Middle East : 11 October 2010

Conclusions of the thorough review covering the UAE’s sustainable development at Masdar City were recently released.  Constructed just outside of Abu Dhabi, Masdar City is an ambitious clean technology center.

The review commenced early in the year and was put in place to ensure current market conditions and technological developments kept the master plan up to date.

It was specifically initiated to review the knowledge gathered over the last three years of construction and during the completion of first buildings, combined with the changes in the markets and technology.

CEO of Masdar Dr. Sultan Al Jaber noted that the development is dedicated to discovery and aiming to form a sustainable city blueprint.  The progress thus far has been because of the commitment to uncover the most advanced technology and urban sustainability practices and weave them into Masdar City.

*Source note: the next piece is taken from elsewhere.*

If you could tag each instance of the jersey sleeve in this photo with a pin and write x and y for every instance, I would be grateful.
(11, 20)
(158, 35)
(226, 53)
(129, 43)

Dr. Al Jaber noted that the construction is a continual progression of learning, adjustments and forward movement headed towards the Masdar City vision.  The plan is supposed to evolve and flexibility and adaptability are more important that being rigid or dogmatic.  With these characteristics, developers can capture and apply current knowledge into the master plan.  Continual reviews and updates will keep Masdar City at the leading edge of global clean technology.

The Masdar Master Plan review focused on important updates to build-out timeline of the project, renewable power sources and building and transportation infrastructure.

Important revisions were made with the PRT (Personal Rapid Transport) system, which was limited to the Masdar Institute facilities as a pilot project.  Technology for an alternative electric vehicle and transportations network is a possibility within the City.

The Masdar Institute’s podium and service trench sized at 7.5m will be limited.  Exploring for alternative sources of potential power has begun through pilot projects, including geothermal energy as well as solar thermal cooling.

The timeline for delivery has also been revised.  Phase 1, sized at one million square meters, is slotted for completion in 2015, while the final build-out should be finished between 2020 and 2025.

Although Masdar City is still on track to be completely powered by renewable energy, the clean energy will no longer be sourced on-site.  Now, some off-site renewable energy may be purchased and used for increasing energy demands over the lifetime of the project.

Director of Masdar City Alan Frost commented that research is, by nature, discovery.  Frost feels that long term success will be based on the ability to harness those discoveries and implement them within Masdar City, moving the development into the future.

Frost noted that the original vision for the project is always firmly undergirding changes and that Masdar’s review and revisions are proactive in moving plans forward to connect with advancements and changes in technology, commercialism and the global markets.

Masdar City is based in the technology market and as technology advances so must the project, according to Frost.  In their journey, developers are discovering solutions and with flexibility and incorporation are staying true to and delivering on the initial vision.

The review also covered Masdar City’s achievements to date, such as the construction of the initial six buildings at the Masdar Institute.  Both students and faculty are established in the new buildings as of September of this year.  Within the city there are residential buildings that are recording 54 per cent less water usage and 51 per cent lower electricity usage than the national average.  Also 30 per cent of the electricity demand is being generated by photovoltaic panels on the roofs and the provision of 75 per cent of the hot water supply for these buildings falls on rooftop thermal collection units.

It was confirmed in the review that a phased development approach is required as new technological advancements are incorporated into the project throughout the progress of construction.